Two years I have sacrificed my health, any semblance of life outside the playroom, having clean laundry on any kind of regular schedule. Averaging 4.5 hours of sleep a night, but never consecutive. Clawing at the soil on the edge of our cliff, trying to hang on. Eating oatmeal 2 meals per day while feeding the kids what they need for health & growth.
FINALLY I refinance. FINALLY I find a grant source to support some of the ingredients for my son’s whole food formula. And, in the last week, finally finding nurses for night time so that I may possibly learn what it is to sleep 5 hours at a time… With the 3 shifts I have on 2 weekdays, I might be able to grocery shop with just ONE vulnerable kid in tow…
And the insurance is dropping hours from my nursing schedule. If I have overnight nursing, I can’t have day shifts. If I use day shifts, it’s back to no sleep… WHY is it that we never make headway? Forget winning, how about having the opportunity not to FAIL?
Often families of a child with special healthcare needs will celebrate holidays or family events in ways that are different from others. My family has 2 children with trachs, one on full-time oxygen, & another who has severe asthma & heat & exercise intolerance. These health characteristics change the way we celebrate but do not lessen participation- different, not less.

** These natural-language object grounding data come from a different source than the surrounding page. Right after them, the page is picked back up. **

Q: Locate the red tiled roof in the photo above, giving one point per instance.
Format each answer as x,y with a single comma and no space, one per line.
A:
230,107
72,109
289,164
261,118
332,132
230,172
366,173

For Memorial Day, we spent most of the day indoors, away from the heat & smoke from our neighbors’ fire pits. We grilled steak on the Foreman & made salad & veggies on the stovetop. We paused during our day to learn about the purpose of the day & talked about our family veterans to honor their memories.
It was a fun day, with many of the features of traditional celebrations throughout the USA. Just as your celebrations differ from the neighbors, we did it our own way.
Hoping your Memorial Day was a fun, family event. Thank you to the Veterans who have sacrificed for our freedom.
By the time I have the help of another nurse, it will have been 129 hours since the last covered shift. The kids are on “sick plan” – 8 scheduled nebs a piece, with additional nebs for break-through wheezing or congestion. 29-30 nebs every day, on average.
Tonight, for the first time in 2.5 weeks, all 3 are getting oxygen saturation reading of 99-100%. Maybe I will be able to drop off to the “regular” of just 6 nebs/day.
5+ days. 150+ nebs. Our last time trying ‘baseline’, my youngest spent half the night at 89…
It’s exhausting but extra nebs is better than going in. Whatever this is, I want it knocked out of the park. A couple more nights, some really good days, maybe Monday.
After a late morning albuterol/ ipratropium round for wheezing break-through, my kids began playing ‘clinic’ with the teddy bears from their beds.
As they prep my son’s bear for a ‘procedure’, my youngest picks him up, places him close to her nose & SNIFFFFFS deeply. “He smells TERRIBLE!” she says before stuffing him under her sister’s nose & asking her to smell.
SNIFFFFFF goes my older daughter. “Ew! This bear smells GROSS! Smell it Momma!”
As she hands me the bear, I realize the leg is moist. Keeping it a good distance from my nose, I sniff lightly.
UGH!!! Vomit. The bear’s leg smells like VOMIT.
Thanks, GERD & overnight GTube feeds. Thanks very much.
My Dad has been dead 18 years this summer. He had a favorite sweater I remember especially well. This week I made it into a house-warming birthday gift for my youngest brother. Favorite sweater, handknit by Mom, will soon become a coordinating item. I love to upcycle.
The kids had some adventures in creating this week too. There are Valentines to deliver and Tic-Tac-Toe to play. Trachs, kids & hammers…
My kids declared today:
“National Bitty Baby Day”
They have been playing with their Bitty triplets all afternoon. First they dressed them in matching outfits & “took them swimming”. Later the Bitty 3 dressed as ghosts using the doctor coats my kids have. Now the dolls are ill and receiving skilled medical care from my 3 little pros. So glad they are happily amused.